Simulates respondents selecting multiple options:
result = semilattice.answers.simulate(
    population_id="population-id",
    answers={
        "question": "Which programming languages do you use regularly?",
        "question_options": {"question_type": "multiple-choice"},
        "answer_options": ["Python", "JavaScript", "Java", "Go", "Rust"]
    }
)

Handling async results

Simulations run asynchronously. The initial response has status: "Queued", and you need to poll for completion:

Initial response

{
    "data": [
        {
            "id": "84a92e29-54e6-4a60-862d-26cd2a78421e",
            "status": "Queued",
            "question": "Which is worse?",
            "answer_options": ["Tech debt", "Confusing error messages"],
            "simulated_answer_percentages": null,
            "ground_answer_percentages": null,
            "accuracy": null,
            // ... other fields
        }
    ]
}

Polling for results

import time

answer_id = result.data[0].id

while result.data[0].status != "Predicted":
    time.sleep(1)
    result = semilattice.answers.get(answer_id)

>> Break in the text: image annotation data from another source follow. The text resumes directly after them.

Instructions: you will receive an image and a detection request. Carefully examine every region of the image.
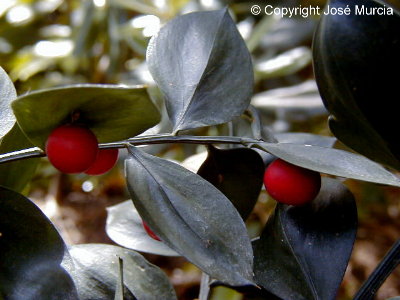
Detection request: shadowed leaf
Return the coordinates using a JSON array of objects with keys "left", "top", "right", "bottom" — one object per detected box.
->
[
  {"left": 254, "top": 178, "right": 357, "bottom": 300},
  {"left": 147, "top": 9, "right": 253, "bottom": 132},
  {"left": 125, "top": 147, "right": 252, "bottom": 285}
]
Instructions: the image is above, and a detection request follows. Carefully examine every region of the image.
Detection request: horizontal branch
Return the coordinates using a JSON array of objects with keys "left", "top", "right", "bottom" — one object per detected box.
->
[{"left": 0, "top": 134, "right": 260, "bottom": 163}]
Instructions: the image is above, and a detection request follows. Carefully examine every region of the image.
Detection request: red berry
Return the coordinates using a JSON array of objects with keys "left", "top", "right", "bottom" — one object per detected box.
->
[
  {"left": 46, "top": 125, "right": 99, "bottom": 173},
  {"left": 85, "top": 149, "right": 118, "bottom": 175},
  {"left": 264, "top": 159, "right": 321, "bottom": 205},
  {"left": 142, "top": 220, "right": 161, "bottom": 241}
]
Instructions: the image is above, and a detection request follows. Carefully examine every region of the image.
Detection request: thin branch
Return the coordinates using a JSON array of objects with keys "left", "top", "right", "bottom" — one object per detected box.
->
[
  {"left": 0, "top": 134, "right": 260, "bottom": 163},
  {"left": 0, "top": 147, "right": 45, "bottom": 163}
]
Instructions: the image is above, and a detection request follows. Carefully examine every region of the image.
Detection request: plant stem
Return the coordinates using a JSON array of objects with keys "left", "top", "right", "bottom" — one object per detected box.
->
[
  {"left": 0, "top": 134, "right": 260, "bottom": 163},
  {"left": 353, "top": 239, "right": 400, "bottom": 300}
]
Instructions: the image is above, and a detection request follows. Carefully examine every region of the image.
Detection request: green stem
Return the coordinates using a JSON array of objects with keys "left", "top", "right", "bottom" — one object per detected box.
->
[{"left": 0, "top": 134, "right": 260, "bottom": 163}]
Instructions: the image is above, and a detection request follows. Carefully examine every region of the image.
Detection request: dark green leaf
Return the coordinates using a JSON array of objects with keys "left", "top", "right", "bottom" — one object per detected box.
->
[
  {"left": 12, "top": 85, "right": 160, "bottom": 149},
  {"left": 0, "top": 187, "right": 78, "bottom": 300},
  {"left": 313, "top": 0, "right": 400, "bottom": 169},
  {"left": 106, "top": 200, "right": 179, "bottom": 256},
  {"left": 0, "top": 123, "right": 39, "bottom": 192},
  {"left": 65, "top": 244, "right": 176, "bottom": 300},
  {"left": 197, "top": 146, "right": 265, "bottom": 220},
  {"left": 125, "top": 147, "right": 253, "bottom": 285},
  {"left": 147, "top": 9, "right": 253, "bottom": 132},
  {"left": 254, "top": 178, "right": 357, "bottom": 300},
  {"left": 114, "top": 257, "right": 124, "bottom": 300},
  {"left": 253, "top": 143, "right": 400, "bottom": 186},
  {"left": 0, "top": 67, "right": 17, "bottom": 139}
]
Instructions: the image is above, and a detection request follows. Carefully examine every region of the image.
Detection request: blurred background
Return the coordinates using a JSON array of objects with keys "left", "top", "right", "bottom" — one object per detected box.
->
[{"left": 0, "top": 0, "right": 400, "bottom": 300}]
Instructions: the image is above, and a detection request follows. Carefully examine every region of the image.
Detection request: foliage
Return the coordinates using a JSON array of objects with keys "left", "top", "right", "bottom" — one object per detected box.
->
[{"left": 0, "top": 0, "right": 400, "bottom": 299}]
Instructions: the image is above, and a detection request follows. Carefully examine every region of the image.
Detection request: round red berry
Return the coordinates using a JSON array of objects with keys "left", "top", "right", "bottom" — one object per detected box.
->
[
  {"left": 264, "top": 159, "right": 321, "bottom": 205},
  {"left": 46, "top": 125, "right": 99, "bottom": 173},
  {"left": 142, "top": 220, "right": 161, "bottom": 241},
  {"left": 85, "top": 149, "right": 118, "bottom": 175}
]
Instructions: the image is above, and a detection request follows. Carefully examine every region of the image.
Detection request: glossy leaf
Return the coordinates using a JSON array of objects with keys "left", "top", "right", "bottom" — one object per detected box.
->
[
  {"left": 197, "top": 146, "right": 265, "bottom": 220},
  {"left": 253, "top": 143, "right": 400, "bottom": 186},
  {"left": 12, "top": 85, "right": 160, "bottom": 149},
  {"left": 65, "top": 244, "right": 176, "bottom": 300},
  {"left": 0, "top": 187, "right": 78, "bottom": 300},
  {"left": 125, "top": 147, "right": 253, "bottom": 285},
  {"left": 0, "top": 123, "right": 39, "bottom": 192},
  {"left": 254, "top": 178, "right": 357, "bottom": 300},
  {"left": 147, "top": 9, "right": 253, "bottom": 132},
  {"left": 0, "top": 67, "right": 17, "bottom": 139},
  {"left": 106, "top": 200, "right": 179, "bottom": 256},
  {"left": 313, "top": 0, "right": 400, "bottom": 169}
]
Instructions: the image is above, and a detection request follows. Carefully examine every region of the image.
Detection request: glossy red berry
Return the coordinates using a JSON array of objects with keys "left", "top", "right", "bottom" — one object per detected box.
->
[
  {"left": 85, "top": 149, "right": 118, "bottom": 175},
  {"left": 264, "top": 159, "right": 321, "bottom": 205},
  {"left": 46, "top": 125, "right": 99, "bottom": 173},
  {"left": 142, "top": 220, "right": 161, "bottom": 241}
]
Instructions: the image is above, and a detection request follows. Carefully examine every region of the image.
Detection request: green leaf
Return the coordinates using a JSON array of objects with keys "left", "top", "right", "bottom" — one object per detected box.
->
[
  {"left": 147, "top": 9, "right": 253, "bottom": 132},
  {"left": 12, "top": 85, "right": 160, "bottom": 149},
  {"left": 114, "top": 257, "right": 124, "bottom": 300},
  {"left": 197, "top": 146, "right": 265, "bottom": 220},
  {"left": 65, "top": 244, "right": 176, "bottom": 300},
  {"left": 0, "top": 187, "right": 78, "bottom": 300},
  {"left": 125, "top": 147, "right": 253, "bottom": 285},
  {"left": 253, "top": 143, "right": 400, "bottom": 186},
  {"left": 0, "top": 67, "right": 17, "bottom": 139},
  {"left": 254, "top": 178, "right": 357, "bottom": 300},
  {"left": 313, "top": 0, "right": 400, "bottom": 169},
  {"left": 0, "top": 123, "right": 39, "bottom": 192},
  {"left": 106, "top": 200, "right": 179, "bottom": 256},
  {"left": 255, "top": 46, "right": 312, "bottom": 79}
]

print("Simulation complete!")

Understanding results

The simulated_answer_percentages field shows the predicted distribution across your answer options:
{
    "data": {
        "id": "84a92e29-54e6-4a60-862d-26cd2a78421e",
        "status": "Predicted",
        "question": "Which is worse?",
        "answer_options": ["Tech debt", "Confusing error messages"],
        "simulated_answer_percentages": {
            "Tech debt": 0.5488,
            "Confusing error messages": 0.4512
        },
        "ground_answer_percentages": null,
        "accuracy": null
    }
}
This means:
  • 54.88% of the population would choose “Tech debt”
  • 45.12% would choose “Confusing error messages”

Important notes for simulated answers

No ground truth data

For simulated answers, these fields are always null:
  • ground_answer_percentages: We don’t know the real-world distribution
  • ground_answer_counts: We don’t have actual response counts
  • accuracy: We can’t measure accuracy without ground truth
  • mean_absolute_error: No ground truth to compare against
  • mean_squared_error: No ground truth to compare against
  • normalised_kullback_leibler_divergence: No ground truth to compare against
  • kullback_leibler_divergence: No ground truth to compare against

Best practices

  • Choose the right population: Select populations built on data similar to your target audience and question topics.
  • Review population metrics: Check the population’s accuracy scores before relying on predictions for critical decisions.
  • Use clear questions: Write unambiguous questions with distinct answer options to get reliable predictions.
  • Validate with benchmarks: Test your population with known questions before using it for important predictions.